Organizations too should be hiring people they trust to represent the organization personally and fire the paper-pushers. If you require a staff to use scripts to solve problems and don’t empower them to help customers to their greatest ability (online or in real life) – you are doing your organization and customers a disservice. If you have a choice between two great job applicants – hire the best writer. When engaging in technologies like Twitter or Facebook, an organization should fully engage. As an example, AFLAC can be found on Twitter.
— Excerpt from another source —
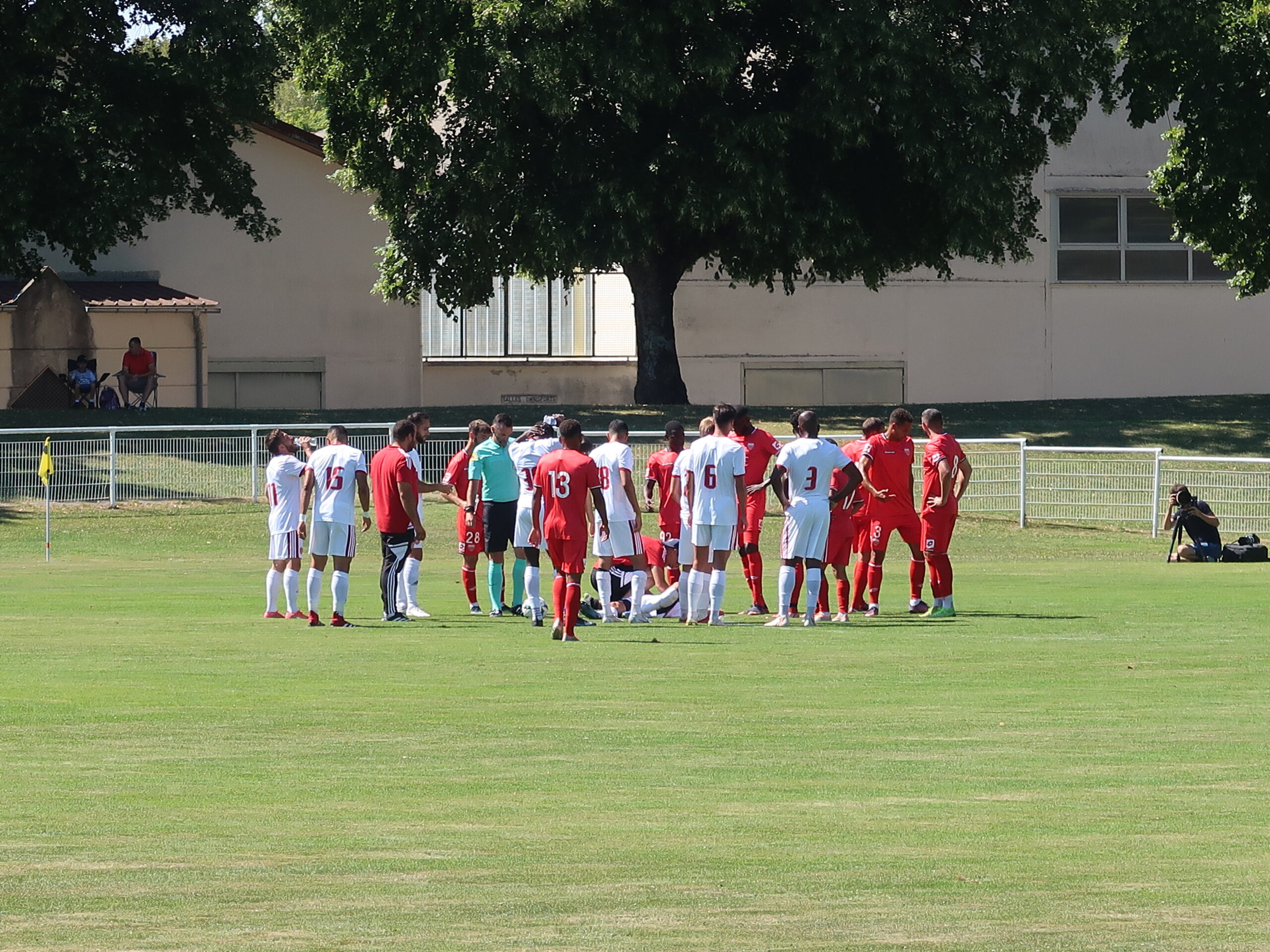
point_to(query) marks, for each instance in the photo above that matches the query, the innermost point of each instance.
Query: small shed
(49, 320)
Their support team remains faceless behind the Twitter account merely jumping in the conversation when they see a negative comment, yet they have never posted an actual tweet on their account – being completely reactive rather then engaging with customers.
Since the 80′s and the “decade of the MBA” many organizations have been biased to the idea of measurement and ROI, claiming that “if it can be measured it can be managed” (a quote often incorrectly attributed to management author Peter Drucker, who never actually said it). Customer happiness has been a mystery long wished to be measured. Though because of its subjective definition and the biases consumers have in surveys (likely to never give a perfect score) most attempts remain unreliable. Before worrying about the numbers corporations should be focusing on building happiness and delight in their customers making them passionate about engaging with the organization – that will continue to build them success both offline and online.
[“Many businesses, however, continue to invest millions in their social media strategies, resulting in poor returns.”]
I think this is a problem; companies shouldn’t be investing THAT much money in their social media. Sure, social media takes some resources, mainly in the set-up, and the time to post and engage the visitors, but the two main things that should be driving it and giving it momentum are: 1. The users (customers, constituents, fans, etc.); the idea/model behind social marketing is USER-generated content and 2. Your other marketing/branding efforts should be driving/feeding it.
It is hard to measure something subjective by objective means, and I don’t think social media was ever meant to be measured that way –that is to say, quantitatively. It was meant to be a qualitative space. This is a place where the sorely neglected right brain gets to come out and play without the confines of traditional business and marketing constructs – primarily dictated by left-brainers.